Remembering the Brits in San Martín’s Army

In 1815, 47 Brits in Mendoza formed a light infantry company and fought for the independence of Argentina, Chile, and Peru

A plaque was inaugurated in Mendoza’s Sarmiento square on August 17 to remember 47 British Mendoza residents who created a Company of Light Infantry to fight for Argentina. The plaque was placed where the British volunteers used to carry out military training and drills.

The Light Infantry Company was formed in 1815 to help defend our country against a possible Spanish invasion from Chile. They went on to join San Martín’s liberation army, known as the Ejército de los Andes (Army of the Andes).

The event, organized by Mendoza City Council and the local branch of the Argentine-British Community Council, was part of the commemorations for the 173rd anniversary of General José de San Martín’s passing.

Mendoza City Council President Horacio Migliozzi and myself, as Vice Chairman of the Argentine-British Community Council, unveiled the plaque, which will be incorporated from now on to Mendoza’s San Martín history tour. A QR code incorporated into the plaque will allow the public to learn more about the history of the volunteers.
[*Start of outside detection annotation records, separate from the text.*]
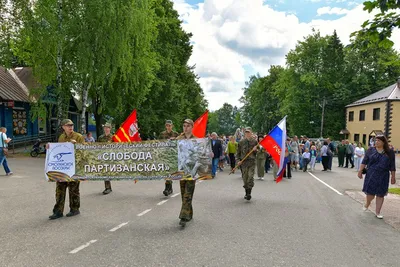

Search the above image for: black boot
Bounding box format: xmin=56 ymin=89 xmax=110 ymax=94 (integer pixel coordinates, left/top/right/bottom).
xmin=163 ymin=184 xmax=172 ymax=197
xmin=246 ymin=188 xmax=251 ymax=200
xmin=49 ymin=212 xmax=64 ymax=220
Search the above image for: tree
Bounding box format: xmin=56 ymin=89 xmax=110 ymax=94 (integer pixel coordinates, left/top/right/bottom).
xmin=352 ymin=0 xmax=400 ymax=48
The event was attended by local authorities, members of cultural and folkloric associations and descendants of those who created the Compañía de Cazadores Ingleses (Company of English Hunters), as the military unit was known in Spanish.

A special mention must go out to Carlos Campana, District Representative of the Argentine-British Community Council, for his historic investigations on this specific subject. As one of the most knowledgeable researchers, his activities include lectures and articles on the subject of San Martín and his link with Great Britain.
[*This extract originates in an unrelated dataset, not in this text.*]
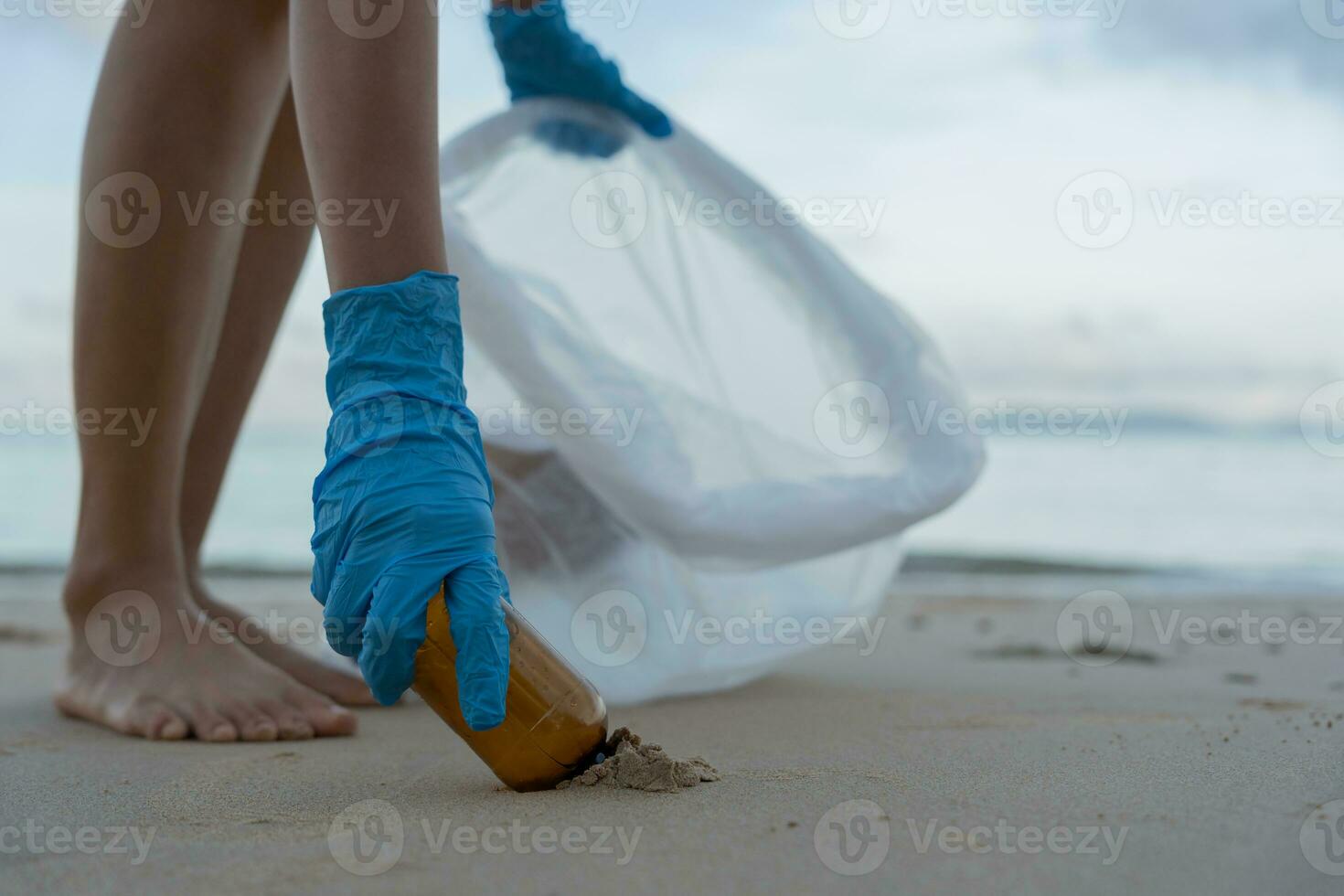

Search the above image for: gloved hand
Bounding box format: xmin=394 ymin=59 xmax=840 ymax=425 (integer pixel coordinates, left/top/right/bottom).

Who were the British Volunteers?

Between 1806 and 1807, more than 250 prisoners from the failed British invasion of the River Plate arrived in Mendoza after traveling for almost two months from Buenos Aires.

In 1807, Napoleon’s troops entered the Iberian Peninsula. Initially, Spain was an ally of France, and Napoleon sought Spain’s cooperation in the invasion of Portugal. The Spanish monarchy cooperated because of the British blockade of Buenos Aires. However, Napoleon betrayed Spain and the French troops moved into Spanish territory.

During the alliance that followed between Spain and the United Kingdom after the French invasion, most of the prisoners in Argentina returned to Europe. Others, on the other hand, decided to stay in Mendoza.

In 1815, when San Martín organized the civic militias in the Cuyo region, Juan Young proposed the creation of a military company with 47 of his compatriots who lived in Mendoza. Many of them had formed part of the 71st Highland Regiment from Scotland.
The cost of the company would be borne by its members. Command was given to Captain Juan Young, and First Lieutenant Thomas Appleby, was second in command. Appleby was a merchant who arrived in Mendoza in 1813.

In January 1817, the company crossed the Andes, and after the liberation campaign in Chile and Peru, many of them returned to Mendoza.

The story of the volunteers has been until now quite unknown, although references to their feat have been mentioned in some famous books. In 1925, Argentina’s first woman doctor, Cecilia Grierson, wrote a book on the story of the Monte Grande Scottish Colony that presents a background of the British presence in Argentina. Grierson gives further information on the origin of the Compañía de Cazadores Ingleses and supplies the names of all the volunteers.

“Lest we forget” is a phrase commonly used in war remembrance services and commemorative occasions in English-speaking countries. It could also be a deserved phrase for these brave Brits, who contributed with their efforts to the independence of Argentina, Chile and Peru.